The Pentagon on Friday finalized a long-awaited contract to Lockheed Martin [LMT] for the fifth batch of F-35s in low-rate production, formally ending a year of contentious negotiations for the 32 aircraft.
The $3.8 billion contract covers 22 of the Air Force’s F-35A conventional takeoff and landing variants, three F-35B short takeoff and vertical landing versions for the Marine Corps, and seven F-35C carrier variants for the Navy, said Joe DellaVedova, a spokesman for the Joint Strike Fighter acquisition office at the Pentagon.
Lockheed Martin had already begun work on the fifth low-rate initial production (LRIP) phase of the program after receiving the nod from the Pentagon in 2011, even though the financial terms had not been ironed out. The government and prime contractor had been engaged in difficult negotiations, largely over how the burden of redevelopment–or concurrency–cost should be shared.
The outgoing program executive officer for the F-35, Vice Adm. Dave Venlet, signaled two weeks ago that a tentative agreement had been reached.

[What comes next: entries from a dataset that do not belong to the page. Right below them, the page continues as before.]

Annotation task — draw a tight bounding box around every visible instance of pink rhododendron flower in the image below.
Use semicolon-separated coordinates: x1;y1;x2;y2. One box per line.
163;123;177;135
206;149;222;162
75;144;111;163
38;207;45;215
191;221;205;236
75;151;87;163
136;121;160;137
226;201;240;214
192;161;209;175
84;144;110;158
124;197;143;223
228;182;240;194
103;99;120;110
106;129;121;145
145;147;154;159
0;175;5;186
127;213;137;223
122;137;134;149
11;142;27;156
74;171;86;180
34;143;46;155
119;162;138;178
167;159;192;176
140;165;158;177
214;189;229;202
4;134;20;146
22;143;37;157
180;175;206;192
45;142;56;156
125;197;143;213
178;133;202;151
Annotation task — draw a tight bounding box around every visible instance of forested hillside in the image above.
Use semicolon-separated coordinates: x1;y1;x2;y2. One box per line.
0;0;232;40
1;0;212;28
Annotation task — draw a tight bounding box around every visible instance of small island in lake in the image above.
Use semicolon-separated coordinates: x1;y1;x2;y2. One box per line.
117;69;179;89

“It’s been a long journey, but I’m pleased we’ve achieved an agreement that is beneficial to the government and Lockheed Martin,” Venlet said Nov. 30.

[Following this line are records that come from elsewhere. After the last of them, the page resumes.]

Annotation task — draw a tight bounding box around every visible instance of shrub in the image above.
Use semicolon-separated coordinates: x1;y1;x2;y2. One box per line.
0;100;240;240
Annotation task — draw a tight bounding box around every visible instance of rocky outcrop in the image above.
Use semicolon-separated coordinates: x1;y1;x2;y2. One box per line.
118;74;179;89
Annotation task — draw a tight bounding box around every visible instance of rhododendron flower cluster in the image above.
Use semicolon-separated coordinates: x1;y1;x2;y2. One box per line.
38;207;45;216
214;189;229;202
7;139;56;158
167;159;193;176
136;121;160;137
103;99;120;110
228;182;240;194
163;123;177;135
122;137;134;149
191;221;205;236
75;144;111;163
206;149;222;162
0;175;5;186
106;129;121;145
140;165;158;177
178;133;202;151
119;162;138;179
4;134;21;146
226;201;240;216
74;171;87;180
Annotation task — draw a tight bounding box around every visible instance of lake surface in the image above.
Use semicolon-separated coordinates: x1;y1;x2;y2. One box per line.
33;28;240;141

LRIP 5 will bring the total number of F-35s built in low-rate production to 95.
“With the F-35 Low Rate Initial Production 5 (LRIP-5) contract finalized, we look forward to completing the build of these 5th generation aircraft and delivering them to our war fighters defending both the U.S. and our allies,” Orlando Carvalho, Lockheed Martin’s F-35 program general manager, said Friday.
The F-35 program has been mired in controversy over massive cost overruns and delays. It is now estimated it will cost $395 billion to produce the planned 2,443 fighter jets with a total life time cost, which includes maintenance and operations, expected to exceed $1 trillion over the next five decades.